Une jeune cubaine a répondu sans hésiter quand El Creador Cubano l'a interrogée en pleine rue sur ce qu'elle changerait à Cuba : "Le gouvernement".
Le clip de seulement 38 secondes a été publié cette semaine. Ce créateur de contenu est en visite sur l'île pour réaliser des interviews de citoyens ordinaires.
Face à la question sur l'avenir de la jeunesse cubaine, la jeune femme a été tout aussi directe : "Je ne vois pas beaucoup d'avenir."
Son témoignage ne s'est pas limité à une critique politique superficielle, mais a visé au cœur du système : "Ceux qui sont au pouvoir veulent donner aux mots des significations qui ne sont en réalité pas celles qu'ils portent."
La jeune fille a également dénoncé l'endoctrinement que le régime exerce depuis l'enfance : "Depuis l'enfance, tu vois toujours la même chose à l'école, les slogans".
Il a également critiqué la programmation de la télévision d'État cubaine, soulignant que les annonces sont "toutes comme communistes, socialistes", et a conclu : "À Cuba, on ne te donne toujours qu'une seule option, qui est d'être socialiste".
La vidéo s'ajoute à une vague de témoignages qui, ces dernières semaines, ont secoué les réseaux sociaux depuis l'intérieur de l'île.

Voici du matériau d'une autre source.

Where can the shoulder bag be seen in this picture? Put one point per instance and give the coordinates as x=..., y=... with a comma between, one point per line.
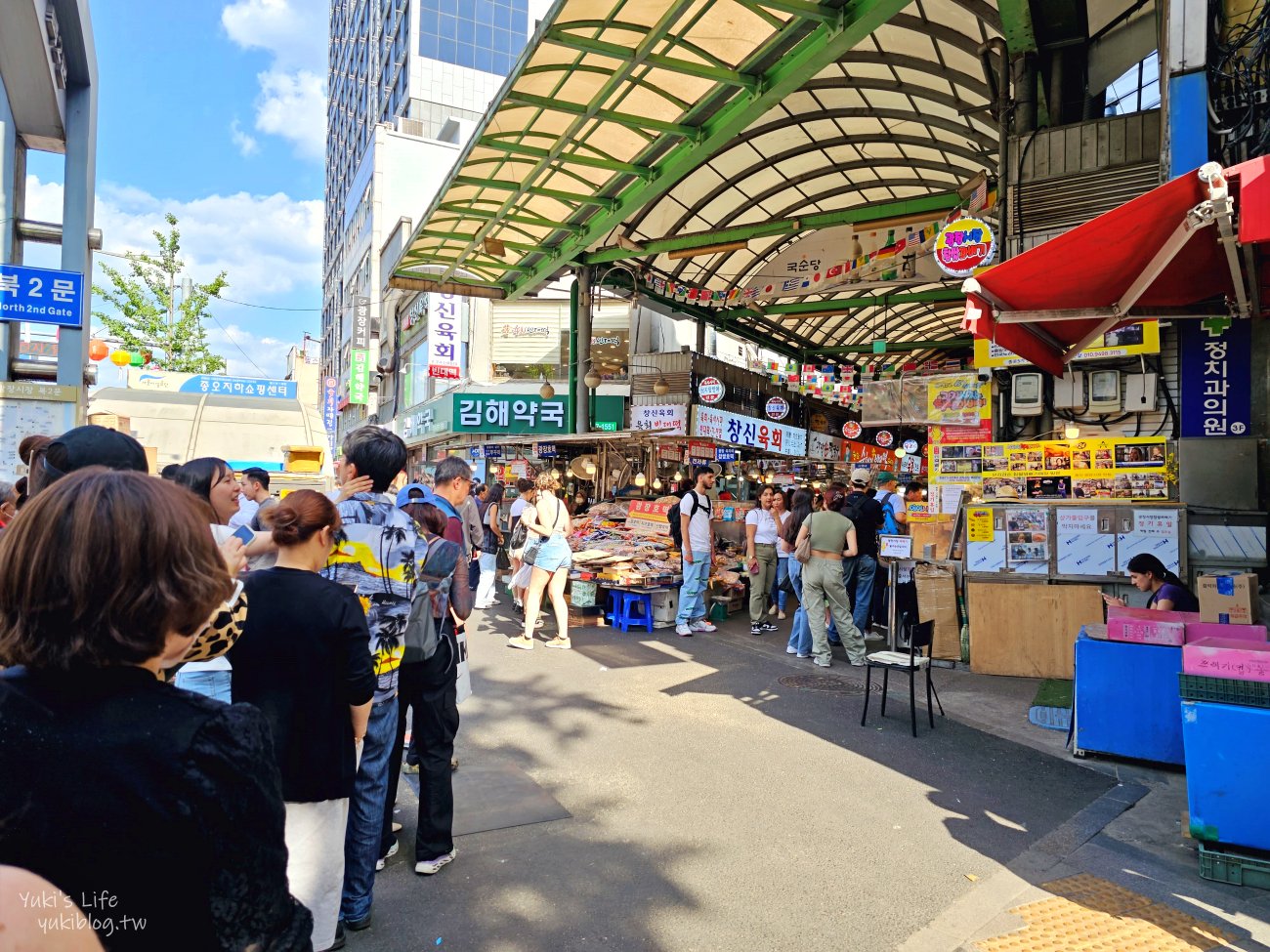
x=803, y=550
x=531, y=550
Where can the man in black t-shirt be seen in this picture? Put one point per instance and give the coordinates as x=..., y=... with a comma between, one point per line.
x=862, y=570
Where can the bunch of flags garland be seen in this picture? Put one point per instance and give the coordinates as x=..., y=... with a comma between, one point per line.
x=843, y=385
x=872, y=267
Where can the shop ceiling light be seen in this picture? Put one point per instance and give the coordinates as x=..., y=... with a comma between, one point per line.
x=709, y=249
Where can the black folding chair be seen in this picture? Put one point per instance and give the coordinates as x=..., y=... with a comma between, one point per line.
x=917, y=658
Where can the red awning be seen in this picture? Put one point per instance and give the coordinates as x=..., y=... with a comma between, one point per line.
x=1053, y=301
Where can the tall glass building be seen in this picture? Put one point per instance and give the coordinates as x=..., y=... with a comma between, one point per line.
x=420, y=70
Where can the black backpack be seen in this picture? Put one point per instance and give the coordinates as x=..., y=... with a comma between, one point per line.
x=673, y=516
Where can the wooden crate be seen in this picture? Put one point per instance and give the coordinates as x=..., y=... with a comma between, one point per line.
x=1028, y=630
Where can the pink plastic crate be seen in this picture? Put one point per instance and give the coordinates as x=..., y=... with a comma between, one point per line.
x=1227, y=658
x=1255, y=634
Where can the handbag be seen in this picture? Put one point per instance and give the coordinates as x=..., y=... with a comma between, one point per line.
x=531, y=550
x=803, y=549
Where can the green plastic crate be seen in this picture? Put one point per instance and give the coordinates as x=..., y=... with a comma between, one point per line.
x=1233, y=868
x=1223, y=690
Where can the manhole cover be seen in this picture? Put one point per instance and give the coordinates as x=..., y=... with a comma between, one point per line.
x=826, y=683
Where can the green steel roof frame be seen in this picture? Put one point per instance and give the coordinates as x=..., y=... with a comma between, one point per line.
x=814, y=36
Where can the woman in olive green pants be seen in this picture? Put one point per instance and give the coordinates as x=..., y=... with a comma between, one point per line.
x=761, y=532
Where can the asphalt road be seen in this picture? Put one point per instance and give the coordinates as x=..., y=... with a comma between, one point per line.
x=711, y=807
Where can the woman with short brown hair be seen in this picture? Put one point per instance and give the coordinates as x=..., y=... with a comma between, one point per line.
x=177, y=805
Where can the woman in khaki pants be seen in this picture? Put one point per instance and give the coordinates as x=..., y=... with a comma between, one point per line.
x=761, y=534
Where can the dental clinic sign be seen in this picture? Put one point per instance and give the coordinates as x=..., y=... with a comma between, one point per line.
x=41, y=296
x=964, y=245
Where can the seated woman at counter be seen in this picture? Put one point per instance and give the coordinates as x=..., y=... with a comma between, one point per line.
x=1167, y=593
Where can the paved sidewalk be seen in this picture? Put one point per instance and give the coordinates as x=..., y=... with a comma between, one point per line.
x=711, y=803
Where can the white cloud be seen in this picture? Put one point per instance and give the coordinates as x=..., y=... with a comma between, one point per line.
x=249, y=354
x=293, y=105
x=268, y=245
x=292, y=100
x=246, y=145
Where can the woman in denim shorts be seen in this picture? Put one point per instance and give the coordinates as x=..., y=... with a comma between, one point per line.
x=547, y=525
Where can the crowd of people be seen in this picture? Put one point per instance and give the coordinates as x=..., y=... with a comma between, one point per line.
x=249, y=804
x=838, y=528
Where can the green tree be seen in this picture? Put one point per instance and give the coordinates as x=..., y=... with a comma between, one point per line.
x=147, y=316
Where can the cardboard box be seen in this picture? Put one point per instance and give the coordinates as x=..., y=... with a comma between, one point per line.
x=1146, y=626
x=1227, y=658
x=1255, y=634
x=1230, y=600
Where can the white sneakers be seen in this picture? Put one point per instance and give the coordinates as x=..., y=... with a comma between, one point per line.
x=431, y=866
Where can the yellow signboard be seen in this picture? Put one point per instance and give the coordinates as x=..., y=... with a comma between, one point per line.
x=1124, y=342
x=1110, y=468
x=978, y=524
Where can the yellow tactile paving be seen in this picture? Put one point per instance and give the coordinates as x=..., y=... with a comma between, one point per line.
x=1087, y=914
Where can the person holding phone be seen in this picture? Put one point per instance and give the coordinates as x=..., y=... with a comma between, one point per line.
x=761, y=534
x=304, y=660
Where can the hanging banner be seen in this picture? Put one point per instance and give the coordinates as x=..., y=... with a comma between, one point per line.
x=1217, y=377
x=360, y=376
x=748, y=432
x=444, y=335
x=963, y=246
x=1113, y=468
x=672, y=420
x=1124, y=342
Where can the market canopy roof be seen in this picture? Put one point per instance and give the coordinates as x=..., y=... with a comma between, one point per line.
x=668, y=125
x=1172, y=248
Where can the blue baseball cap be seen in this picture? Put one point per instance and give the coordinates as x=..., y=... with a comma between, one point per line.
x=404, y=494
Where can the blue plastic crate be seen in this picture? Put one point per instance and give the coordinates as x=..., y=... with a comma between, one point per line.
x=1227, y=772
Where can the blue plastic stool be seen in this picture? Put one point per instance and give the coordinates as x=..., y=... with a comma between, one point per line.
x=623, y=614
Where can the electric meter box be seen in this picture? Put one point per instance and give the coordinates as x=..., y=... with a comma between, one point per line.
x=1027, y=393
x=1070, y=392
x=1105, y=392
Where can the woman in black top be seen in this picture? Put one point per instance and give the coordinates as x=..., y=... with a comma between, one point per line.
x=305, y=660
x=157, y=810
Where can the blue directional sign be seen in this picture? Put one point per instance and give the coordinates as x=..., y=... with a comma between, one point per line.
x=41, y=296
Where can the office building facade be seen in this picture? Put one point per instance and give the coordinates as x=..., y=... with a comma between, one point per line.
x=407, y=80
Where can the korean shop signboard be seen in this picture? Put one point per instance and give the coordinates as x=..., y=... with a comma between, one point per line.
x=509, y=414
x=748, y=432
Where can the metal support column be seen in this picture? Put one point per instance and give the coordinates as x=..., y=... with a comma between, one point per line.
x=77, y=197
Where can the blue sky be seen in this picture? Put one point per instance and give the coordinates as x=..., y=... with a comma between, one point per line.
x=216, y=112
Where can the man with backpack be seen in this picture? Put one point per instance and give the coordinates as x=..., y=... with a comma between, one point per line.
x=894, y=509
x=868, y=516
x=691, y=532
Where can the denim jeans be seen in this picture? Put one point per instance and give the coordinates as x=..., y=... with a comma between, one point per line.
x=863, y=570
x=800, y=635
x=693, y=593
x=214, y=684
x=487, y=576
x=783, y=571
x=366, y=811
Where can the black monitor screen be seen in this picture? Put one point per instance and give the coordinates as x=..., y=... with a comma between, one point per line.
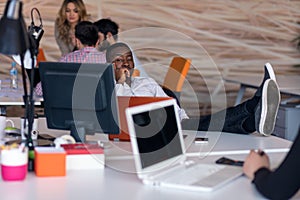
x=80, y=97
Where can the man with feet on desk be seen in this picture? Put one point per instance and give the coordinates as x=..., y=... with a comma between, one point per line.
x=256, y=114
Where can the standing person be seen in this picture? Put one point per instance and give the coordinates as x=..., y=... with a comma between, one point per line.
x=256, y=114
x=283, y=182
x=70, y=13
x=86, y=40
x=108, y=33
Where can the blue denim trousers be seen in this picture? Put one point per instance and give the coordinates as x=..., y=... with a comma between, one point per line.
x=227, y=120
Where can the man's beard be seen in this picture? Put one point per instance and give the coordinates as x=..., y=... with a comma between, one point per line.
x=104, y=45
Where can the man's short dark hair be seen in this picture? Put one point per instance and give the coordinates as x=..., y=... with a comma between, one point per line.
x=110, y=53
x=87, y=33
x=107, y=25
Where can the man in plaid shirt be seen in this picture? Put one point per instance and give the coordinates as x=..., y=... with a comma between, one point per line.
x=86, y=41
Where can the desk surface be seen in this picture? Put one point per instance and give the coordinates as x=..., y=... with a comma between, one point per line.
x=109, y=183
x=118, y=180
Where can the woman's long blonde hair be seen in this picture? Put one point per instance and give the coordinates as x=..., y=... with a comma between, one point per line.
x=61, y=21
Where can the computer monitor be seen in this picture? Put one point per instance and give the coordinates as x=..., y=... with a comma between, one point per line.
x=80, y=97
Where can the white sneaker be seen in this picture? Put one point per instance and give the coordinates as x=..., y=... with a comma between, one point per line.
x=267, y=108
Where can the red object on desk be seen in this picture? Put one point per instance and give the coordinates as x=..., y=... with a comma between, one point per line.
x=81, y=148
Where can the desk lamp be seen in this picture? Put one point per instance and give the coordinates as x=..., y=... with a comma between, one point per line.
x=15, y=40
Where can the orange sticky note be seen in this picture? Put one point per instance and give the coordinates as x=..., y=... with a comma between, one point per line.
x=50, y=161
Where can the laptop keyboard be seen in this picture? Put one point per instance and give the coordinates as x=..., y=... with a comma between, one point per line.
x=190, y=174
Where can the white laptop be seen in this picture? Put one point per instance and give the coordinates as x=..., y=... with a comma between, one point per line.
x=159, y=152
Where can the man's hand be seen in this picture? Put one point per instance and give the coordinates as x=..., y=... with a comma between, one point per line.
x=122, y=74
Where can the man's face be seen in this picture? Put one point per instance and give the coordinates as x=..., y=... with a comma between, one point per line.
x=122, y=61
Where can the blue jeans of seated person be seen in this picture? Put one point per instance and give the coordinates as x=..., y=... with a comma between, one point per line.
x=233, y=120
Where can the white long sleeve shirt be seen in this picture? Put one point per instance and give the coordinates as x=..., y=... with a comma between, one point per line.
x=142, y=86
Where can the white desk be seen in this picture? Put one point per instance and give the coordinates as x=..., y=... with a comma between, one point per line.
x=287, y=85
x=112, y=184
x=118, y=180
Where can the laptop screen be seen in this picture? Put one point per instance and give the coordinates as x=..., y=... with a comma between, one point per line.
x=157, y=135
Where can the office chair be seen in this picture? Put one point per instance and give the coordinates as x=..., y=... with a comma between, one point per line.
x=175, y=76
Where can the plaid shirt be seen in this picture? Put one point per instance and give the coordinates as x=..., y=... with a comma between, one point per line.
x=84, y=55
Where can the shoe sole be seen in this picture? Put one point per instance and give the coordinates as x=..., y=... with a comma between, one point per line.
x=269, y=107
x=270, y=71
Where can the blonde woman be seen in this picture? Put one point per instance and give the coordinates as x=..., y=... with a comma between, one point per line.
x=70, y=13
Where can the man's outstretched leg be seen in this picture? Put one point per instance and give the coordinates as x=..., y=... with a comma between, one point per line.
x=256, y=114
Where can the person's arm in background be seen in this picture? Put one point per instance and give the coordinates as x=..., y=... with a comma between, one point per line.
x=282, y=183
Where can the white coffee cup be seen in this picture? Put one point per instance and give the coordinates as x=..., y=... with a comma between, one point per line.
x=3, y=124
x=24, y=129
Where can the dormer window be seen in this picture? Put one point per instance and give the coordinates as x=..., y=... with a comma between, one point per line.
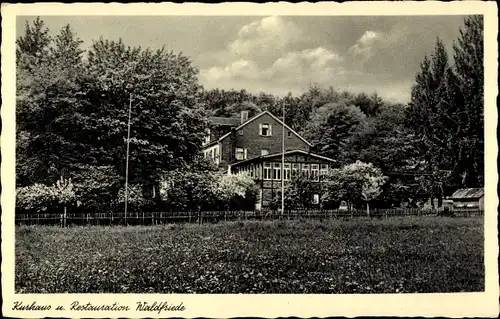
x=241, y=154
x=244, y=116
x=265, y=129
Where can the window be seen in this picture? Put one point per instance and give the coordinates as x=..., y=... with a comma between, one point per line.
x=286, y=171
x=265, y=130
x=277, y=171
x=305, y=170
x=315, y=172
x=315, y=199
x=324, y=170
x=241, y=153
x=295, y=169
x=207, y=137
x=267, y=171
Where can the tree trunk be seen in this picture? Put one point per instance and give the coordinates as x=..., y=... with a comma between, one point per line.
x=64, y=218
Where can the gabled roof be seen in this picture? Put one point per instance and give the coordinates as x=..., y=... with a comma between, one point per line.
x=225, y=121
x=275, y=118
x=468, y=193
x=286, y=153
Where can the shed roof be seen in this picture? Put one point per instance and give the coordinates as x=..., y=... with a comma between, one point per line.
x=468, y=193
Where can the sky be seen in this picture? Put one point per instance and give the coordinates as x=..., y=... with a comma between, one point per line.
x=281, y=54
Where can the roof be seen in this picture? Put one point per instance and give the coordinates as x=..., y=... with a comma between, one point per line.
x=286, y=153
x=230, y=121
x=468, y=193
x=275, y=118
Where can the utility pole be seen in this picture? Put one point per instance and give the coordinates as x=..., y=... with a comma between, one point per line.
x=283, y=166
x=128, y=149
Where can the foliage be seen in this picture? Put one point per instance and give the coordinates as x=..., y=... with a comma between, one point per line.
x=331, y=127
x=395, y=255
x=64, y=191
x=41, y=197
x=354, y=182
x=235, y=185
x=36, y=197
x=299, y=192
x=135, y=196
x=96, y=186
x=446, y=111
x=192, y=187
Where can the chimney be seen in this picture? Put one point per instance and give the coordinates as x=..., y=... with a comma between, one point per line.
x=244, y=116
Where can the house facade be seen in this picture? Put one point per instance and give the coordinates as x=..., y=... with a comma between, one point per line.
x=254, y=146
x=468, y=198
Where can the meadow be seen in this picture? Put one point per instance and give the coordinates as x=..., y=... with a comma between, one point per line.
x=393, y=255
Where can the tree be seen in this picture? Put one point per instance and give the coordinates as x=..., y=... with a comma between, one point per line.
x=65, y=194
x=354, y=182
x=330, y=128
x=193, y=187
x=299, y=192
x=447, y=108
x=230, y=187
x=34, y=44
x=47, y=106
x=429, y=118
x=469, y=71
x=167, y=123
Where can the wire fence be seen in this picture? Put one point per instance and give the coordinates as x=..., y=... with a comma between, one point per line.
x=154, y=218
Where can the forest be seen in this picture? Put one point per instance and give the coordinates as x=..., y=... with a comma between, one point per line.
x=72, y=113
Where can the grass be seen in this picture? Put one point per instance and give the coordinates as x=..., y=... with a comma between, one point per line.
x=396, y=255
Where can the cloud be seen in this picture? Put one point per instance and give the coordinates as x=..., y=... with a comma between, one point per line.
x=266, y=54
x=364, y=45
x=265, y=38
x=272, y=54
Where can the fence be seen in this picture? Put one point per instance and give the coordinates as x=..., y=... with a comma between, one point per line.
x=154, y=218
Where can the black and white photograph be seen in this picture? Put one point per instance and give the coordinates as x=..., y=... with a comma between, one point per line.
x=261, y=154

Le jeudi, la même page a publié le clip d'un Cubain qui a éclaté en sanglots en criant "Rendez-moi ma Cuba" et "Les gens meurent de faim, les gens souffrent", une vidéo qui a accumulé plus de 622 000 vues.
Le mercredi, la grand-mère Marta a donné un autre témoignage viral où, entre larmes, elle a dénoncé six décennies de dictature et a demandé combien de mères n'ont "ni un verre de lait ni un pain à donner à leurs enfants".
Ce type de voix jeunes s'est multiplié en 2026 malgré le risque de représailles.
En mars, Anna Bensi, 21 ans, a lancé une phrase qui a largement circulé : "La dictature ne va pas s'effondrer parce que je le dis. Elle va s'effondrer parce qu'ils n'ont plus rien à offrir."
Shiorocio Sanz, qui en février a exigé un changement à Cuba en évoquant des coupures de courant et des pénuries, a été soumise en mars à une interview policière avec des menaces pour la faire taire.
Le contexte entourant ces témoignages est dévastateur : selon l'Observatoire Cubano des Droits Humains, 89 % de la population vit dans une extrême pauvreté, 80 % considèrent que la situation actuelle est pire que la Période Spéciale des années quatre-vingt-dix, et 93 % des Cubains déclarent qu'ils quitteraient le pays s'ils pouvaient.
Depuis 2021, environ deux millions de Cubains ont quitté l'île, et 30 % des émigrants ont entre 15 et 34 ans, ce qui fait de l'exode des jeunes l'un des phénomènes démographiques les plus graves de l'histoire récente du pays.